Dozens of murderers and rapists released from Detroit jails
The city of Detroit celebrated its emergence from bankruptcy last week, as Governor Snyder and city leaders took a bow at a press conference.
But Detroit isn't out of the woods yet - far from it. And news that dozens of violent criminals have been released from jail because of a backlog in signing warrants, only shows how far the city has to go.
A published report says dozens of suspected killers, rapists and others who were arrested by Detroit police over the past four years have been released because of a backlog of unsigned warrants.
Among the unsigned warrants at the Wayne County Prosecutor’s Office are 21 for murder, including one going back to 2010, according to a report in the Detroit News. The newspaper says there are 105 for sexual assault and 126 for child abuse.
In most cases, police were forced to release the suspects, since the law requires that they can’t be held beyond 72 hours without being arraigned.
Wayne County Prosecutor Kym Worthy says many of the releases are a result of too few employees in her office. She says the office has “lost half of our staff and it is no surprise that we are not able to fulfill our mandated functions with such drastic staff reductions.”
“It certainly is not surprising that this has impacted our ability to review and charge warrant requests presented to us,” Worthy said.
Maria Miller, Worthy’s spokeswoman, says the prosecutor’s office has 134 staff attorneys, having lost more than 90 this year due to budget cuts. In 2010, the prosecutor’s warrants division had eight full-time attorneys; there are now five full-time attorneys.
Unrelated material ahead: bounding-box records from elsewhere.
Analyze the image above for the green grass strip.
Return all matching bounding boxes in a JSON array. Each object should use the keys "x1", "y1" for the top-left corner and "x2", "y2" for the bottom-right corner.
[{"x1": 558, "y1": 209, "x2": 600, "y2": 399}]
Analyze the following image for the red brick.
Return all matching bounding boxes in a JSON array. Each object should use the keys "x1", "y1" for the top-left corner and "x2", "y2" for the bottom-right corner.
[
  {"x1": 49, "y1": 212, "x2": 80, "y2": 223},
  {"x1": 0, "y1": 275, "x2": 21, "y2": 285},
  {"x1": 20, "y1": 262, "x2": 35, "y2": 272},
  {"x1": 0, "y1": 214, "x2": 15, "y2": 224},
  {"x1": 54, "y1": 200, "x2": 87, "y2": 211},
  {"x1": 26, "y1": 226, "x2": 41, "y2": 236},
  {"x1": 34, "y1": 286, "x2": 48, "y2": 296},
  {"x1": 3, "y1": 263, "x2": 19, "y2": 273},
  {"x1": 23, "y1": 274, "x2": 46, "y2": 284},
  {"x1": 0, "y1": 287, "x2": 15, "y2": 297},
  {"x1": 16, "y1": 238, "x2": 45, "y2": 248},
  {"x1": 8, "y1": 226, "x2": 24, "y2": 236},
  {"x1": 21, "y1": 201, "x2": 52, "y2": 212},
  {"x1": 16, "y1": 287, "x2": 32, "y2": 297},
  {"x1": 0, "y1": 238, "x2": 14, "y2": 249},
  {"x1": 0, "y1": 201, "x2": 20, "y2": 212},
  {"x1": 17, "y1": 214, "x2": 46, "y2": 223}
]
Detroit Police Chief James Craig says he sympathizes with issues at the prosecutor’s office, but he has staffing challenges of his own.
“I can’t and won’t say I don’t have enough officers to do the job,” Craig said. “I don’t have the luxury of saying that. I have fewer officers today than when I got started, but I can’t say, ‘We don’t have enough people.’ That’s not an option.”
Meanwhile, Craig says, all his officers can do is continue to arrest suspects.
For the chief, it may not be an option to have an inadequate number of officers covering the streets. But having to re-arrest criminals who have been charged with violent crimes - if they even know where they are - is not a wise use of limited police resources.
Detroit may be out of bankruptcy but it is still a dysfunctional city. There is still a gap between revenue coming in and the necessity of minimally funding city services. Until they can close that gap, the city will continue to be placed in danger by an inadequate criminal justice system.